DUKESS: Revision is everything – don’t be afraid of it. Think of it not as changing your work, but making it better. And it can always be better. I looked at revision as a very manageable challenge – I’d be given a task and would have to figure out how to do it. Sometimes my editor would ask for a line to be funnier, or a description to be more vivid. I regarded those edits as assignments that I had to fulfill.

 AUTHORLINK: How did you connect with your agent? What advice would you give on managing the author/agent relationship?

DUKESS: I was introduced to Doug Stewart at Sterling Lord Literistic via email by a mutual friend who thought he would like my manuscript. I sent a query letter – which I spent a lot of time writing – and he agreed to take a look. A few weeks later, he got in touch to say he liked the manuscript but felt it didn’t quite deliver on his promise. He offered to meet with me to discuss how I could improve it and I jumped at the chance as I was at the point where I wanted advice but didn’t know whose advice to take. Doug and I hit it off immediately; all his thoughts on the manuscript made perfect sense to me. I told him I’d revised it over the next three months, but ended up sending it back to him about five weeks later. He wrote back the next day that he loved it. I feel extremely lucky to have found Doug and to have done so quite quickly. He’s been a wonderful guide and champion through this whole process.

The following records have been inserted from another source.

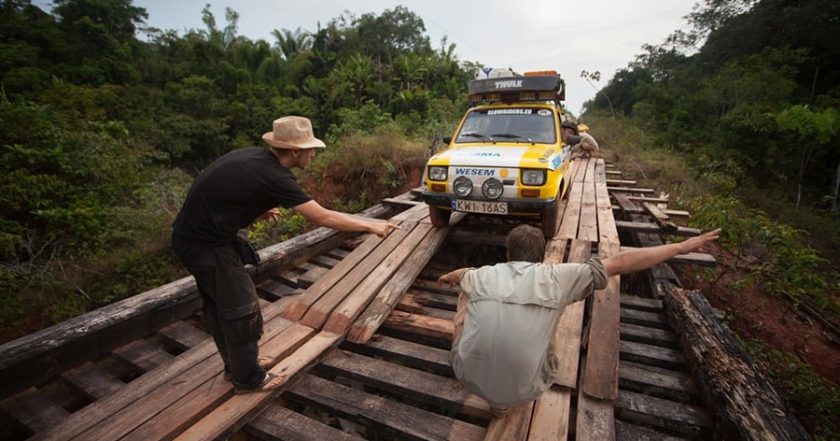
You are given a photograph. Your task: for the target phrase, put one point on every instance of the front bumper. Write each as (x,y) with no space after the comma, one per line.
(514,205)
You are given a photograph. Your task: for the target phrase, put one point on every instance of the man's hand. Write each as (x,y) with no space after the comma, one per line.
(696,242)
(382,229)
(272,215)
(452,278)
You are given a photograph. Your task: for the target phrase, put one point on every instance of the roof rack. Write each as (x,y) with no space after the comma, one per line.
(533,86)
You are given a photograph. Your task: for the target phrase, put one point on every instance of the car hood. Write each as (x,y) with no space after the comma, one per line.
(532,156)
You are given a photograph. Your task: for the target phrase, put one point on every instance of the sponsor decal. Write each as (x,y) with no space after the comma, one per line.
(474,172)
(510,112)
(507,83)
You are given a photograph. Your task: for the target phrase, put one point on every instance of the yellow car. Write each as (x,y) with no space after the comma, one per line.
(507,156)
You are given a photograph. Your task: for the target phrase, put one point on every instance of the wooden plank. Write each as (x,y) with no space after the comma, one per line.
(320,311)
(619,181)
(34,411)
(392,417)
(588,227)
(672,385)
(744,400)
(644,318)
(143,355)
(513,426)
(641,303)
(550,420)
(230,416)
(419,324)
(660,217)
(683,418)
(653,355)
(280,424)
(411,354)
(183,335)
(626,204)
(213,391)
(379,310)
(297,308)
(631,190)
(567,338)
(406,382)
(93,380)
(600,376)
(643,227)
(393,276)
(651,336)
(631,432)
(648,199)
(595,420)
(607,231)
(112,407)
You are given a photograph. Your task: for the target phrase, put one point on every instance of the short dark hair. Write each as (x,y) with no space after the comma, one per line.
(525,243)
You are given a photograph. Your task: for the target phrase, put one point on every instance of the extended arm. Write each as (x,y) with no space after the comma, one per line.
(643,258)
(317,214)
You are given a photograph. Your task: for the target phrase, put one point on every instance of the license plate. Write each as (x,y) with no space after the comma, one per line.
(480,207)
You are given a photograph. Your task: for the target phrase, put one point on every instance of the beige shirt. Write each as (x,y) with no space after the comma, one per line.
(505,352)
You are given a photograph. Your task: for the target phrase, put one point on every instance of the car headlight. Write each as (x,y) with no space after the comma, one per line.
(533,177)
(462,186)
(437,173)
(492,189)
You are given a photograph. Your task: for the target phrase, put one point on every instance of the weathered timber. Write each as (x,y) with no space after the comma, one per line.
(234,413)
(653,355)
(410,354)
(35,358)
(550,420)
(366,278)
(567,338)
(595,419)
(643,227)
(631,190)
(513,426)
(379,309)
(657,412)
(280,424)
(406,382)
(663,383)
(651,336)
(380,413)
(600,376)
(745,400)
(631,432)
(660,217)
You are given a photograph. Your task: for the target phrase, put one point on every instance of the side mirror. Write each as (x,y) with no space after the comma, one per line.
(572,140)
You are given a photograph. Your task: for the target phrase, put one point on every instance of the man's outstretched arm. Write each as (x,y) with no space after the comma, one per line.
(643,258)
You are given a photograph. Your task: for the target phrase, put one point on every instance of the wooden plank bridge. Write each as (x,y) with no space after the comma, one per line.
(361,331)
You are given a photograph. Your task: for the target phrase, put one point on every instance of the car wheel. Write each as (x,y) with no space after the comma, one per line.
(439,216)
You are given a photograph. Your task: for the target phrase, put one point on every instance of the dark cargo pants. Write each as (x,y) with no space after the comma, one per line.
(231,309)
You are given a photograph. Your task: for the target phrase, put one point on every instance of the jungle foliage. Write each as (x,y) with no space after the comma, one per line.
(104,121)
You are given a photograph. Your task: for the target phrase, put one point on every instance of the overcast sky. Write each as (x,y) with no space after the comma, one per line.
(567,36)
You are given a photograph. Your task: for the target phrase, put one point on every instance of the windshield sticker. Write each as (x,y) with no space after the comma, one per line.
(510,112)
(474,172)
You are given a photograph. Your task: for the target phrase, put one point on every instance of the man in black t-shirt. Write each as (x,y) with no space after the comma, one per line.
(234,191)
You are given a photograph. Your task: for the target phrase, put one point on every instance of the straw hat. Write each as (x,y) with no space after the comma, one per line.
(292,132)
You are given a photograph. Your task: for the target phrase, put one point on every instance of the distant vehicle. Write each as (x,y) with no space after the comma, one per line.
(507,157)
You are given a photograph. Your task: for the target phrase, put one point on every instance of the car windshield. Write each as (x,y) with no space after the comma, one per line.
(510,124)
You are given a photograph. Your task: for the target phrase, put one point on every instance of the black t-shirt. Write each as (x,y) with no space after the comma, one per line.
(232,192)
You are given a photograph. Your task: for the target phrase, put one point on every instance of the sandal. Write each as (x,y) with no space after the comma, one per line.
(498,412)
(269,383)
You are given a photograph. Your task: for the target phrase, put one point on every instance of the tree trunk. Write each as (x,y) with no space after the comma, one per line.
(746,403)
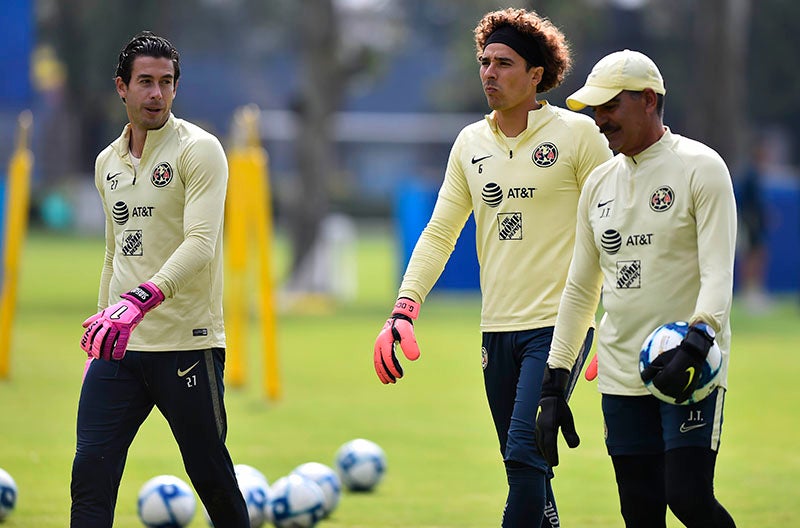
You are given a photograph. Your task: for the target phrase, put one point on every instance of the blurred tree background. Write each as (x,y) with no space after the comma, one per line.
(345,85)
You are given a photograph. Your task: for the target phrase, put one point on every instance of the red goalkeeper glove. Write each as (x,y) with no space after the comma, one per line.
(399,328)
(107,332)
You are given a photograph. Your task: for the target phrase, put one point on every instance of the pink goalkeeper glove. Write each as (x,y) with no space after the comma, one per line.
(107,332)
(398,328)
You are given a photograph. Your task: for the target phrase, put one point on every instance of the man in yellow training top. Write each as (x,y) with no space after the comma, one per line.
(657,231)
(158,338)
(519,172)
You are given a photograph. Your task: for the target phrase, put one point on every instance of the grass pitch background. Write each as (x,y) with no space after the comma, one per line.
(444,466)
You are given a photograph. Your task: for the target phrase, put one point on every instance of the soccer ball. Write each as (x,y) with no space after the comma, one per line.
(166,501)
(296,502)
(668,336)
(8,494)
(361,464)
(326,478)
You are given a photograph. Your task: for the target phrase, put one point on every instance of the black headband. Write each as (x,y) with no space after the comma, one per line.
(523,44)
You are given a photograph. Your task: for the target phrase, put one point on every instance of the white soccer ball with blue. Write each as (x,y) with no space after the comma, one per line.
(8,494)
(166,501)
(361,464)
(296,502)
(668,336)
(327,479)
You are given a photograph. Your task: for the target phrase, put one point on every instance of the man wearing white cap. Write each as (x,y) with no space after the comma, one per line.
(656,232)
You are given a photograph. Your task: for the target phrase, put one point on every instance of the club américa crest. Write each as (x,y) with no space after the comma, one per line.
(662,199)
(545,155)
(162,174)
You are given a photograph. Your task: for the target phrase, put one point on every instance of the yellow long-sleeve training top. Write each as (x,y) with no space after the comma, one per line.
(164,224)
(658,232)
(523,192)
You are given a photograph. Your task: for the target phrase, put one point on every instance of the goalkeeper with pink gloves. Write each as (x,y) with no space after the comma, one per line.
(520,172)
(158,338)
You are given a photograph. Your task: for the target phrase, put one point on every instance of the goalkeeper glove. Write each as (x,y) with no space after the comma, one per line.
(554,413)
(399,328)
(107,332)
(676,372)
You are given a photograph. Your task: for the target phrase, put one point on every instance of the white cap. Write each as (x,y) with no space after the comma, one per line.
(621,70)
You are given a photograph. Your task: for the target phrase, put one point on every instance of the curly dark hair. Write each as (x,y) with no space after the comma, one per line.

 AUTHORLINK: We leave the book with Eve having found a new way to pursue her love of writing. What advice would you offer to apprentice writers who are searching for their own avenues?

” Honor your impulse to write even if you don’t know exactly why you want to write…Writing can be an act of discovery.”

 DUKESS: Honor your impulse to write even if you don’t know exactly why you want to write or what you want to say. Writing can be an act of discovery. Write when you can, even if it’s not every day. I was working part-time at the UN when I wrote The Last Book Party and had only one day a week for writing. I had my writing group at 4 pm on Tuesdays so I saved Tuesdays for writing. With that schedule and that weekly deadline, I wrote a novel.

AUTHORLINK: What are you working on now?

DUKESS: I’m working on a novel that draws on my years living and working in Moscow, Russia. It’s set during the summer after Trump was elected and is about an American woman in her 40s who, at a crossroads in her marriage, visits Russia for the first time in 20 years to revisit a past relationship in hopes of regaining her sense of self.

Karen Dukess has been a tour guide in the former Soviet Union, a newspaper reporter in Florida, a magazine publisher in Russia and, for nearly a decade, a speechwriter on gender equality for the United Nations Development Programme. She has blogged on raising boys for The Huffington Post and written book reviews for USA Today. She has a degree in Russian Studies from Brown University and a Master’s in Journalism from Columbia University. The Last Book Party is her first novel.